Pro-Europe centrist Macron won the poll on nearly 24 percent, with the EU-hostile far-right Front National leader Le Pen on 21 percent, both beating the traditional left and right-wing parties. 
The result is a “profound change” for France after the country’s two historically largest parties, the Socialists and the Republicans, were “crucified,” said Geneva paper Le Temps
Neither will be represented in the second round for the first time during the Fifth Republic.
“The rage towards traditional parties, disillusion with corrupt politicians and the desire to try ‘something else’” were the motivations that led to the qualification of two personalities with very different visions, it wrote.

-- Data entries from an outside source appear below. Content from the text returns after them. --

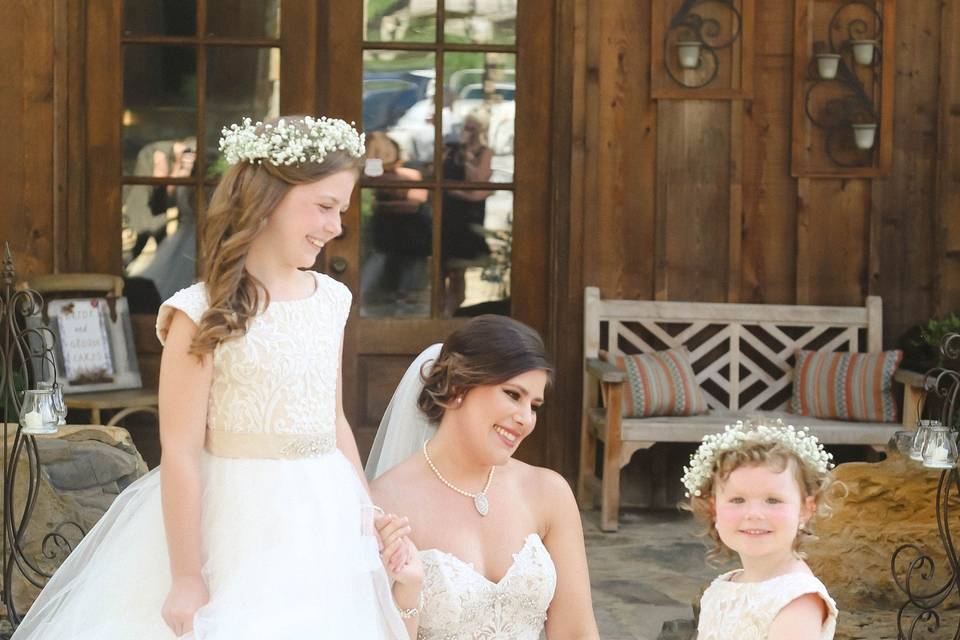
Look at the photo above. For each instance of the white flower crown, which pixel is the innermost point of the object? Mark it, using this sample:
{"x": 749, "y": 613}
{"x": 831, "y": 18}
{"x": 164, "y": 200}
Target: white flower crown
{"x": 289, "y": 142}
{"x": 740, "y": 434}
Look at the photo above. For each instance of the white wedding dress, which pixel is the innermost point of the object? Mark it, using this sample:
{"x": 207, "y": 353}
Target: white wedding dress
{"x": 461, "y": 604}
{"x": 745, "y": 610}
{"x": 285, "y": 553}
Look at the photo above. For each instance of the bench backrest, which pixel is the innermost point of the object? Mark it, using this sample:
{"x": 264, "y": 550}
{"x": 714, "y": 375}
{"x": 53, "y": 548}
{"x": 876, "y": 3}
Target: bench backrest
{"x": 742, "y": 354}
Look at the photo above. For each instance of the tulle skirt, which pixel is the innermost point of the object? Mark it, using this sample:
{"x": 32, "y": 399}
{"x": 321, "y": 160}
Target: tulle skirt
{"x": 285, "y": 557}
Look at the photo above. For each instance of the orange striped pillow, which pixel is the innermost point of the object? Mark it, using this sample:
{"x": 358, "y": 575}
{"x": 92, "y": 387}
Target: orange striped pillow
{"x": 845, "y": 386}
{"x": 660, "y": 383}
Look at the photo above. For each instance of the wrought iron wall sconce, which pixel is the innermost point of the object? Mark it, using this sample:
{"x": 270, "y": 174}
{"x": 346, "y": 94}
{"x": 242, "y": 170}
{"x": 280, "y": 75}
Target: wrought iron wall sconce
{"x": 697, "y": 39}
{"x": 846, "y": 89}
{"x": 701, "y": 49}
{"x": 852, "y": 117}
{"x": 31, "y": 405}
{"x": 913, "y": 569}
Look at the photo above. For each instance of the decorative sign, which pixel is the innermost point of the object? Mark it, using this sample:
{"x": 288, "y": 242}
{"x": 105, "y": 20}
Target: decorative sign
{"x": 84, "y": 341}
{"x": 92, "y": 343}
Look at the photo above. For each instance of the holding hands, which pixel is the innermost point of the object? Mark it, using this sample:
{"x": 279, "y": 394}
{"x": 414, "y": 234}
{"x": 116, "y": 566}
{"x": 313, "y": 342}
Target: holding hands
{"x": 401, "y": 559}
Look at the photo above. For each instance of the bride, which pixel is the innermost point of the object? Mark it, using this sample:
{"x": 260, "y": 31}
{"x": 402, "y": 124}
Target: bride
{"x": 501, "y": 552}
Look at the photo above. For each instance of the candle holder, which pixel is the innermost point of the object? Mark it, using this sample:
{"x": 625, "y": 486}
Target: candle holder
{"x": 914, "y": 570}
{"x": 840, "y": 97}
{"x": 26, "y": 363}
{"x": 698, "y": 35}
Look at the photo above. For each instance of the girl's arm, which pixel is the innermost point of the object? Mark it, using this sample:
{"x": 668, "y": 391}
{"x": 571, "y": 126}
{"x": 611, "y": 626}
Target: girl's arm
{"x": 802, "y": 619}
{"x": 184, "y": 390}
{"x": 345, "y": 440}
{"x": 570, "y": 615}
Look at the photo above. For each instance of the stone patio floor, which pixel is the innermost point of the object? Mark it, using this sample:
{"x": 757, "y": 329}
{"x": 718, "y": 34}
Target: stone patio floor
{"x": 648, "y": 572}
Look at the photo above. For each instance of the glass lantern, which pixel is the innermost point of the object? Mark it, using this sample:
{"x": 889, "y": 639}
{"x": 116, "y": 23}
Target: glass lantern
{"x": 916, "y": 452}
{"x": 59, "y": 406}
{"x": 38, "y": 416}
{"x": 940, "y": 448}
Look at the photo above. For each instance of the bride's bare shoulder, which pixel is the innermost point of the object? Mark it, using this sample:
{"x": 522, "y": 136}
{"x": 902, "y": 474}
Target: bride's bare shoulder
{"x": 396, "y": 485}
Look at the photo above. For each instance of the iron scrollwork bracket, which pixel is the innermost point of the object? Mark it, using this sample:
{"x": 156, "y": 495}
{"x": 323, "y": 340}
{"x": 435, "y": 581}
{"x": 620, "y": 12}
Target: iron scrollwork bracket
{"x": 913, "y": 568}
{"x": 26, "y": 357}
{"x": 836, "y": 114}
{"x": 689, "y": 26}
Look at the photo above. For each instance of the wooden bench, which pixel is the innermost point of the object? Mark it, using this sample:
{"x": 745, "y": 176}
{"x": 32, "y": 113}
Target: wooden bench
{"x": 742, "y": 357}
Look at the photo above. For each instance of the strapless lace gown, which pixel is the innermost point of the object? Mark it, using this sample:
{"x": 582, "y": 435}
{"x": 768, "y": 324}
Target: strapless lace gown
{"x": 745, "y": 610}
{"x": 462, "y": 604}
{"x": 284, "y": 553}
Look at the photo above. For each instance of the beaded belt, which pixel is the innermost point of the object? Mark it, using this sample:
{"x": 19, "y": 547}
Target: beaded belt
{"x": 290, "y": 446}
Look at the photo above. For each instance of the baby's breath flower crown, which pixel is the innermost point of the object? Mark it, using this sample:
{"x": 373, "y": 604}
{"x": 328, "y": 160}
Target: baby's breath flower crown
{"x": 740, "y": 434}
{"x": 289, "y": 142}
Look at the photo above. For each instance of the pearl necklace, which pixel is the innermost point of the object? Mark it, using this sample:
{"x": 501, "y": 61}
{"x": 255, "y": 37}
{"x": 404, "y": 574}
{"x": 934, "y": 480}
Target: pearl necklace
{"x": 479, "y": 499}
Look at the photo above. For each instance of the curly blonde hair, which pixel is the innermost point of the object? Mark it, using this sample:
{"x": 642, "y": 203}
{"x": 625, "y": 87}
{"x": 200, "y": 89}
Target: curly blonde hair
{"x": 777, "y": 457}
{"x": 246, "y": 196}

Macron’s “incredible political gamble” equates to “a political reconstruction unprecedented in the Fifth Republic... the move towards a parliamentary majority of compromise appears on course.” 
“The expected political earthquake has taken place,” agreed the Tages Anzeiger, saying the result shows the “annoyance of the French electorate with established politics and their dissatisfaction with economic and social conditions” . 
While Macron is the clear favourite going into the second round, “the experience of Brexit and Donald Trump warns caution,” said the paper. 
Switzerland’s neighbour now faces “huge uncertainty” according to Geneva Liberal-Radical MP Christian Lüscher. 
Speaking to news agency ATS on Sunday he said he “feared for France” and also for the consequences for Geneva’s housing market “which could shoot up” if an exodus of disappointed French decide to move to Switzerland. 
Macron, whose En Marche! party has only existed for a year, must now show his cards, added the Swiss MP.
Both Lüscher and MP Dominique de Buman saw the events as ushering in a ‘sixth republic’ after the abject failure of the traditional left and right parties that have dominated French politics since the beginning of the Fifth Republic in 1958.
“Poor France,” concluded Geneva MP Celine Amaudruz, who told ATS she didn’t know how Macron could govern without a parliamentary majority.
The second round takes place on May 7th.